Cost is on patients’ minds more than ever in part because of ever-increasing out-of-pocket expenses. Most physicians have had conversations of this kind with patients, even if it was just someone complaining about the cost of medication, Dr. Ubel said.

Cost reduction

In a study published in JAMA Internal Medicine (2013;173:903-908), Leonard S. Feldman, MD, and colleagues at Johns Hopkins Health System in Baltimore examined whether knowledge of costs affects physicians’ treatment decisions. They randomly assigned 61 diagnostic laboratory tests to an “active” arm (with fees displayed) or a control arm (with fees not displayed). During a six-month baseline period, no fee data were displayed. During a six-month intervention period one year later, the researchers displayed fees based on the Medicare allowable fee for active tests only. For the active arm tests, rates of test ordering declined by 8.6%. For control arm tests, ordering increased by 5.6%. Dr.

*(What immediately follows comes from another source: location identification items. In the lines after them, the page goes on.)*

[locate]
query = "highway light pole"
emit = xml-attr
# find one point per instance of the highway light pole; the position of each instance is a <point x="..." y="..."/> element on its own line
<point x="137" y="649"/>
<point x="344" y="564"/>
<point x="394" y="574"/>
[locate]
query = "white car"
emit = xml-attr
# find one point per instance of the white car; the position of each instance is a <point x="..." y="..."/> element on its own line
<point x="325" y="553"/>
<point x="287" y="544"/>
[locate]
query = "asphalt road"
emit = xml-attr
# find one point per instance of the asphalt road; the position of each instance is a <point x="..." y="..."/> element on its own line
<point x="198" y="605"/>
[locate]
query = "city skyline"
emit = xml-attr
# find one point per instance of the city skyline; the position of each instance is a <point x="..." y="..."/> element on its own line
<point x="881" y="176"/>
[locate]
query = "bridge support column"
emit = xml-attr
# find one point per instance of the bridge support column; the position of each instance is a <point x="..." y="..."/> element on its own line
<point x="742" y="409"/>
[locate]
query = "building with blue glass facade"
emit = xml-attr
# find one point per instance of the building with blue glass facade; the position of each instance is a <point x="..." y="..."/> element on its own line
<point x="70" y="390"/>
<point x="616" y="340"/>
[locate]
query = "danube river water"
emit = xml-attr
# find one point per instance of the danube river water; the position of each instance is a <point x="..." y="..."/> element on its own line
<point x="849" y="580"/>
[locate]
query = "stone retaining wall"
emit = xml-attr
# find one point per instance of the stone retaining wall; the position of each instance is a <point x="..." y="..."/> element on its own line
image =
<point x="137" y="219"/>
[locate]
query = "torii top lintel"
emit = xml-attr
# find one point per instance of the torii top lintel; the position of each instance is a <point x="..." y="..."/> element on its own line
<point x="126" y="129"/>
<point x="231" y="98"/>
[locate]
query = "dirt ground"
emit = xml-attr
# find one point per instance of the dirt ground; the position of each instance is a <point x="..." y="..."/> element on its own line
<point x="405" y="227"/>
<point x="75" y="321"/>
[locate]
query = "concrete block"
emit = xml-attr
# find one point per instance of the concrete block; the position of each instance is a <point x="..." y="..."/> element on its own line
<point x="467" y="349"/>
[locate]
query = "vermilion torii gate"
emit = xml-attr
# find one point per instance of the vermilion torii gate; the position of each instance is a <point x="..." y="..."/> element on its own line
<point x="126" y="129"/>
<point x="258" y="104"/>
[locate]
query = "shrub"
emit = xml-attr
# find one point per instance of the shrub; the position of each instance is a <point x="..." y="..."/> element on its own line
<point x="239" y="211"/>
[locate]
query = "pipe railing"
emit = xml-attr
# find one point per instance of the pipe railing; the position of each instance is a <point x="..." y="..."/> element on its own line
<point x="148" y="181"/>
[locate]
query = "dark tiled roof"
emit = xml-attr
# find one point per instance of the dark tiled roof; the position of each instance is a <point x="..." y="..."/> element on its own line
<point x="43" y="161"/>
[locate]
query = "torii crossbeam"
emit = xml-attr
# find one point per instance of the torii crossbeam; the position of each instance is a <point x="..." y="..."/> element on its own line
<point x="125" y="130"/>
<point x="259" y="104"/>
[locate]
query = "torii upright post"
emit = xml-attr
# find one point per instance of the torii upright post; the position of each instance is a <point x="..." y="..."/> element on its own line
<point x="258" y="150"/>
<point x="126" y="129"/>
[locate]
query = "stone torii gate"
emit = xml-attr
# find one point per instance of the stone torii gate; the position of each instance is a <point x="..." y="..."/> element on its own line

Feldman said he and co-investigators observed the most change in the inexpensive but frequently ordered tests.

“It was the CBC and basic panels ordered several times a day that patients don’t really need to get the best care possible,” Dr. Feldman said. “One of the ways we are going to help create a system that is more value driven is if physicians are able to keep in mind that things they do have a cost.”